Personally and professionally, Heather Scavone, assistant professor of law and director of the Elon School of Law Humanitarian Immigration Law Clinic, embodies the values of civic engagement and social responsibility.
“She is extraordinarily gifted at imparting these values upon her students, and Heather’s commitment to social justice has helped to transform many of her students into global citizens and informed leaders motivated by concern for the common good,” a colleague says.
Prior to joining Elon, Scavone directed the statewide Immigration Legal Services program of Lutheran Family Services in the Carolinas, which provided representations to hundreds of refugees and those seeking political asylum.
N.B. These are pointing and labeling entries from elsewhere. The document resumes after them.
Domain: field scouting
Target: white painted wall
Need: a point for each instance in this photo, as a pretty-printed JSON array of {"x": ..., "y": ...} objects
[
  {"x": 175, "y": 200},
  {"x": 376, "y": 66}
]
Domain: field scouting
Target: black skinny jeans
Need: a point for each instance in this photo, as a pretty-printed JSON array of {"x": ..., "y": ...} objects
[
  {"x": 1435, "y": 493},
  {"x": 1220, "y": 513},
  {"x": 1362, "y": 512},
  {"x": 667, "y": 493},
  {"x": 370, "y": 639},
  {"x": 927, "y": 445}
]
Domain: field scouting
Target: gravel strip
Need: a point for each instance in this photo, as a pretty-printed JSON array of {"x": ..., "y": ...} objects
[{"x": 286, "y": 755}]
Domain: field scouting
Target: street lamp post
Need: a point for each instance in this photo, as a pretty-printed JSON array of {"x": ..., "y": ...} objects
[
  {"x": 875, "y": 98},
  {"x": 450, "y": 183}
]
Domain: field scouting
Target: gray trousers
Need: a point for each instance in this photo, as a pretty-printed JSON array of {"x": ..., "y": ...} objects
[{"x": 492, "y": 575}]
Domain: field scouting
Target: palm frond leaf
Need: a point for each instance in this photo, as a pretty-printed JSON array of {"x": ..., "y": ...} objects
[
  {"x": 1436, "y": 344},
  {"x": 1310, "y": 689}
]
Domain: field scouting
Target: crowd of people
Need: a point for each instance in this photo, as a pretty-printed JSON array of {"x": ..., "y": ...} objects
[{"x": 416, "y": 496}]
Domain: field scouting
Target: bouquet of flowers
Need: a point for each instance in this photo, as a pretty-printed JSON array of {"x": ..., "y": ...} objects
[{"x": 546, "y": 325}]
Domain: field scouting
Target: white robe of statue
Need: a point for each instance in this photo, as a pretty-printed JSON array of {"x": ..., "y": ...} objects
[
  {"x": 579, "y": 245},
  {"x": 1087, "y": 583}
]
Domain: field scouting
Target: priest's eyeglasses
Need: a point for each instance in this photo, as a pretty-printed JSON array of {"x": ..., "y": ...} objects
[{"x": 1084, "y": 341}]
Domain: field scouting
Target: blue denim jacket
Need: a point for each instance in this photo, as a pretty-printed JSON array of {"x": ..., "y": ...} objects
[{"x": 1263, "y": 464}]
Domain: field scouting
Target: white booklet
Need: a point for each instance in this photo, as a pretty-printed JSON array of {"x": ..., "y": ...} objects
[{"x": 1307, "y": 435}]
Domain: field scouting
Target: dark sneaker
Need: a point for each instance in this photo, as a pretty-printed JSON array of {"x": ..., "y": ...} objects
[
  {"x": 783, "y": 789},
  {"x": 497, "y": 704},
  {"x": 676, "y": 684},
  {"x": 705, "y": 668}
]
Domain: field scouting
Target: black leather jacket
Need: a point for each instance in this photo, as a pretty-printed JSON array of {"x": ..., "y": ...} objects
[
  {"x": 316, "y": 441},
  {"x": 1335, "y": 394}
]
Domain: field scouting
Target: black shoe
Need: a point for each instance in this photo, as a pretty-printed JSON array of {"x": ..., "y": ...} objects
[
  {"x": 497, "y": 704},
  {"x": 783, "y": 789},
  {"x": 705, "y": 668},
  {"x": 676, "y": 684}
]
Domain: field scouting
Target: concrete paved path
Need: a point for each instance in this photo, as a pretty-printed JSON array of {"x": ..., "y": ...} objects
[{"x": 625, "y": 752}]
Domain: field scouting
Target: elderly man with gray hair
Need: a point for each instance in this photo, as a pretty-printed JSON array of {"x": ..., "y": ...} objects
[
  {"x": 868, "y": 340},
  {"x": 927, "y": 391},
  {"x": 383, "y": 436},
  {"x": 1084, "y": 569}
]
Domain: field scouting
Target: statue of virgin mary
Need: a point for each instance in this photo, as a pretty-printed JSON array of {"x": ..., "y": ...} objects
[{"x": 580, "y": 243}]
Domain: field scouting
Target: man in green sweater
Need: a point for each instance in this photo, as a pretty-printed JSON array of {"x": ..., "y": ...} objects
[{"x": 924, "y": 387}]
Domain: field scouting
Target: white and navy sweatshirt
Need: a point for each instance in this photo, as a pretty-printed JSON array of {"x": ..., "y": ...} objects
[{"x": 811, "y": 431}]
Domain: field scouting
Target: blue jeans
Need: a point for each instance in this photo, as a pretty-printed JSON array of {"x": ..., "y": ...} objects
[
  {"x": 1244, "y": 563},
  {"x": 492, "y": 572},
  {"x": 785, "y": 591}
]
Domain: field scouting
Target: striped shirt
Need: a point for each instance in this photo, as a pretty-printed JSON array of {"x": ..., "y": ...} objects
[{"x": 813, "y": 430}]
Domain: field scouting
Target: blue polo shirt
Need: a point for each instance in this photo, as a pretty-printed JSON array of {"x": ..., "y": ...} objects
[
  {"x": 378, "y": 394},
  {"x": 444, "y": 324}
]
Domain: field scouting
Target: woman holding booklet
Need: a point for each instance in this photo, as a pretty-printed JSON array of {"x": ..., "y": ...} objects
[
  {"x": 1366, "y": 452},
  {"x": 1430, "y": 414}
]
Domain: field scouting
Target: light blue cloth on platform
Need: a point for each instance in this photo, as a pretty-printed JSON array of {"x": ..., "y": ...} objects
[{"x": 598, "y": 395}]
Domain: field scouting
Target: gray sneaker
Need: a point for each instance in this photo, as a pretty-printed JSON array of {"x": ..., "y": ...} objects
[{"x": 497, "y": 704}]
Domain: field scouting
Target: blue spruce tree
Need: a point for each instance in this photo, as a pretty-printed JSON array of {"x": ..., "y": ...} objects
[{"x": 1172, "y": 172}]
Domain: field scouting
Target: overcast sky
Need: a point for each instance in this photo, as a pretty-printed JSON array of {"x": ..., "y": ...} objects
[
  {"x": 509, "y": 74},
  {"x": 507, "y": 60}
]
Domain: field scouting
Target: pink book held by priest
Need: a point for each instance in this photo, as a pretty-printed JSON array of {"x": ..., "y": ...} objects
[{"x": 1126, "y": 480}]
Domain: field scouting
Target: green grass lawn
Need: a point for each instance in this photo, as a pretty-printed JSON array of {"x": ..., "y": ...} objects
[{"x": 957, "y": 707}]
When LSF announced plans to eliminate programs in the Triad, Scavone approached the university about adding the clinic to meet an overwhelming community need and further the professional development of Elon Law students.
Since the clinic opened in 2010, more than 1,600 refugees and asylum seekers have been served under Scavone’s leadership, and it is one of North Carolina’s most prolific nonprofit immigration legal services providers.
“Through the inception of the of the Humanitarian Immigration Law Clinic, Elon was able to successfully dovetail the mutual goals of legal skills development and community service into a clinical program that simultaneously broadens the global perspective of law students, increases their post-graduation employment prospects, and serves the community,” a colleague says.
Scavone says that Elon students who serve in the clinic benefit from “a perspective shift that is informed by their clients’ suffering.” Through the work at the clinic, students learn empathy towards others and it creates in many of them desire to practice public interest law.
In addition to the clinic and the classroom, Scavone’s commitment to civic engagement and social responsibility is clear.
“Only a few weeks ago during March 2015, Scavone led a group of six law students on an alternative Spring Break trip to represent immigrant women and children detained in a South Texas immigration detention center. The trip, which was envisioned and proposed by the students, was funded exclusively through the fundraising efforts of Scavone and her students,” a colleauge says.
Scavone is the board chair of the New Arrivals Institute, a regional nonprofit that assists refugees. For the past four years, she has organized an immigration law seminar to increase opportunities for public interest lawyers, including Elon alumni, to receive immigration legal training. She has worked one-on-one with students to identify professional development opportunities during and after law school, and she has proposed and received approval for an interdisciplinary service-learning study abroad opportunity titled, “Ethiopia and Greensboro: Refugees and Human Rights.”
“As a public interest lawyer who has devoted her life to advocacy on behalf of refugees and asylum seekers, and as a teacher who cultivates in her students the desire to increase access to justice by the most vulnerable members of society, Heather is an excellent choice for this year’s award,” a colleague says.
Scavone is the 13th recipient of the Periclean Award for Civic Engagement and Social Responsibility, which is given each year to a member of Elon’s faculty or staff whose community service exemplifies the ideals of Project Pericles.